На берегу Ладоги она вторично выпытывала его, и подозрение, что Маркус, обычно прямой, даже до резкости откровенный, что-то скрывает, только усилилось. Когда он рассказывал, как они пробивались от Таллина к Нарве, у, него будто слов не хватало. Да, было очень трудно, да, приходилось укрываться от немцев и "своих", которые очень уж рьяно взялись сотрудничать с нацистскими властями. Всякого рода бывшие деятели, которые на время ушли в кусты, разные кайтселийтчики и новоявленные "самозащитники", полицейские и офицеры, взбесившиеся серые бароны, те, у кого обрезали земли, и прочие готовые услужить фашистам мерзавцы шныряли вокруг: коммунистов, бойцов истребительных батальонов и исполкомовских работников, даже простых новоземельцев уничтожали без суда. Приходилось быть очень осторожным, десять раз взвесить, прежде чем обратиться к кому-нибудь. Втроем они никуда не заходили, один всегда оставался снаружи, с револьвером наготове. И по ночам дежурили попеременно. До конца вместе не были. У реки Нарвы разошлись, потеряли связь с Бернхардом Юхансоном. Нет, у Нарвы было спокойно, никто их не преследовал, ни одной стычки. За ними охотились раньше, в уезде Ярвамаа и в районе Йисаку. Что стало потом с Бернхардом Юхансоном, он сказать не может, возле Нарвы был еще жив и здоров. Как они расстались? Во время войны, в тылу врага, случаются самые неожиданные вещи, в темноте в незнакомом месте легко заблудиться, - по всей видимости, так и произошло с Юхансоном. Он, Маркус, поплыл на другой берег разыскивать лодку, а когда вернулся, Юхансона уже не было. Магнус, их товарищ, сказал, что Юхансон пошел вверх по реке, но назад не возвратился...

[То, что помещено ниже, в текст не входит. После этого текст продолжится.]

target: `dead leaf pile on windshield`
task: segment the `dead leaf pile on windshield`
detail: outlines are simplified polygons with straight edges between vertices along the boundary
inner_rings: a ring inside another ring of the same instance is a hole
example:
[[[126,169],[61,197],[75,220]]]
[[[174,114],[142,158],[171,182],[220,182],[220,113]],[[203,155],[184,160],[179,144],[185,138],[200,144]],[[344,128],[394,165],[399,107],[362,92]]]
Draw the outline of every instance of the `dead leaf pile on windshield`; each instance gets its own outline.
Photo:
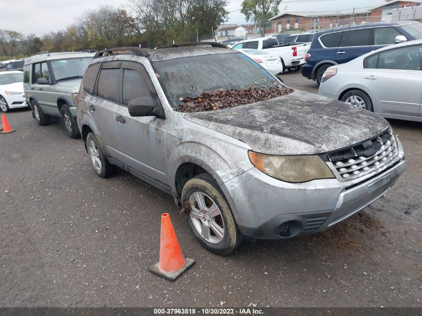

Третий раз говорили они о Бенно в Сясьстрое, Маркус твердил одно и то же, ничего больше о судьбе Юхансона он не знает. Наконец Дагмар почти поверила Маркусу, почти - потому что где-то в глубине души теплилась искорка сомнения. Не начни Маркус сегодня сам толковать о плохом, которое надо представлять хорошим, может, и эта последняя искорка угасла бы. А потом это странное видение - Бенно с Маркусом лицом к лицу на дороге. Так тревожно, как сейчас, Дагмар уже давно себя не чувствовала. Длинная исповедь Юлиуса Сярга увела ее мысли в сторону, но при разговоре с Маркусом смятение снова охватило ее, еще сильнее прежнего. Дагмар просто должна была выговорить все, что лежало на душе.